Wiederum andererseits müsste man sich dann allerdings konsequenterweise auch Gedanken machen um Leute, die das Inland im Inland gegenüber dem Ausland repräsentieren, zum Beispiel alle Menschen, die an Flughäfen arbeiten. Ich finde ja seit jeher, dass man bei Flughafenpersonal auch auf einen gewissen Esprit achten sollte, sind doch diese Menschen regelmässig die ersten Botschafter unserer schönen Schweiz für ausländische Gäste. Und wir haben hierzulande betrüblicherweise ja sowieso schon bisweilen mit so einem klitzekleinen Esprit-Defizit zu kämpfen. Fernerhin – und nicht zuletzt – müsste man sich Gedanken machen um Objekte, die das Inland im Inland gegenüber dem Ausland repräsentieren; dies sind einerseits Sehenswürdigkeiten (von denen haben wir viele und schöne) und andererseits, allen voran: Souvenirartikel. Und damit bin ich beim Punkt. Siehe Bild oben. Andenkenladen am Flughafen. Ich weiss nicht, ob diese Kuh mit Sonnenbrille eben dabei ist, sich zu strangulieren; es wäre nachvollziehbar. Bestimmte Souvenirartikel sollten verboten oder wenigstens so strikt reglementiert werden wie harte Drogen. Ich meine, reicht es uns nicht, dass uns alle Welt fälschlicherweise als Steuerfluchtgehilfen, Korruptionshafen und Freizügigkeitsfeinde sieht? Müssen wir jetzt auch noch als beknackt dastehen? Denken Sie mal drüber nach. Bis übermorn.
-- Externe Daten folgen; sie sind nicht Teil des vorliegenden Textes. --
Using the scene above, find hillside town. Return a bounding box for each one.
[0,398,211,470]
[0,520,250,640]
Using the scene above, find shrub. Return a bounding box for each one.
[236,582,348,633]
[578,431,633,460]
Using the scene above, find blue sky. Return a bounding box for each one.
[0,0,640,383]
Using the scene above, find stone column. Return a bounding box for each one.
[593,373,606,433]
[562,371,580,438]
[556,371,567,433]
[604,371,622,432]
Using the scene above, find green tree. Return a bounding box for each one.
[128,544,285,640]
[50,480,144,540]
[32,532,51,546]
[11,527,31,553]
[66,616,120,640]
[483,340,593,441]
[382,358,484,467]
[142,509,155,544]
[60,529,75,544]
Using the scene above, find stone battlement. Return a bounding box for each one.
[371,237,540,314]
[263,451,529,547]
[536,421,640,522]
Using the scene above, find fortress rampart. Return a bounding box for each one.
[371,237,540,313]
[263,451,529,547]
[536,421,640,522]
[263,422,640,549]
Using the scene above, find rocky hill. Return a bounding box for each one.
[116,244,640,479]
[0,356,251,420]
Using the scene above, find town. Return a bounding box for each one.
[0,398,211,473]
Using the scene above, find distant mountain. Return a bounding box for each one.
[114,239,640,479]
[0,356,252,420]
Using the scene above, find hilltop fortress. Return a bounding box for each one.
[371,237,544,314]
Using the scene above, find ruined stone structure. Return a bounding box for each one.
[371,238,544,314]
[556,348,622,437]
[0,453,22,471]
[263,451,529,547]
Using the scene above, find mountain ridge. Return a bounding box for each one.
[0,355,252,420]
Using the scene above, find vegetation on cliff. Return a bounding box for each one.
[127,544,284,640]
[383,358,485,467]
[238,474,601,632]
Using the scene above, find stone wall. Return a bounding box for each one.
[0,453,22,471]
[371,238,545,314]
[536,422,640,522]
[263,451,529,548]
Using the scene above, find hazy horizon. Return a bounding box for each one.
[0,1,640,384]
12 Kommentare zu «Kuh mit Sonnenbrille»

  • Roland Balsiger sagt:

    Netter Vorschlag, das mit den Souvenir-Artikeln. Aber die Rückschlüsse sind leider falsch. Ich verkaufe doch nur Zeugs, das bei möglichst vielen Käufern Anklang findet. Der Vorwurf des schlechten Geschmacks fällt also nicht auf die Schweiz, sondern auf die Ausländer zurück. Andererseits reicht schon ein kurzer Aufenthalt am Ankunfts-Gate in Kloten, um angesichts der Mitbringsel der zurückkehrenden Schweizer jeden Mut bezüglich eines höherstehenden Geschmacks unserer Landsleute zu verlieren.

  • Alex sagt:

    Es fängt ja schon gut an, wenn man die Metro vom oder zum Terminal E am Zürcher Flughafen nimmt. Die Fahnenschwinger-Animation finde ich noch einigermassen originell, aber mit dem Gemuhe und Gejodel und Kuhglockengebimmel konnte ich mich bis heute nie richtig anfreunden. Vor allem weil es vermutlich sehr lange dauert, bis man in Zürich auf Kühe oder Jodler trifft.

  • Winston sagt:

    „… fälschlicherweise als … Freizügigkeitsfeinde sieht?“ – Hm, die Masseneinwanderungsinitiative wurde von 50.3 % der Stimmenden (und mit Ständemehr) angenommen. Ich treffe immer wieder auf Leute, die zu meiner Überraschung sagen, dass sie damals Ja gestimmt hätten. Allerdings funktionieren auch die flankierenden Massnahmen zum Schutze der ausländischen Arbeitnehmenden in manchen Branchen mehr schlecht als recht (Stundenlöhne kleiner als 10 €, Übernachten auf der Baustelle, Subunternehmer bis ins fünfte Glied usw.).

  • dominik sagt:

    Mindestens 26,6 % der Schweizer haben ja ein gestörtes Schweizbild – sie würden am Liebsten noch eine Blocher-Sennenfigur als Souvenir fordern. Wir könnten ja dann ein Mörgeli-Handörgeli, ein Köppel-Klöppeldeckeli, verziertes Rickli-Schlafkissen, ein Maurer-Souvenir-Gripen, eine Bortoluzzi-Dragqueenkuh etc. in den Shops anbieten.
    Resultat: Dann würden wir uns nicht nur lächerlich machen sondern die Touris würden uns dafür noch hassen….

  • Henri Lapin sagt:

    Souvenirs sagen eigentlich mehr über den kaufenden Touristen aus als über den Tourismusort. Die Reisepassprüfung müsste ergo eine Souvenirgeschmacksprüfung enthalten.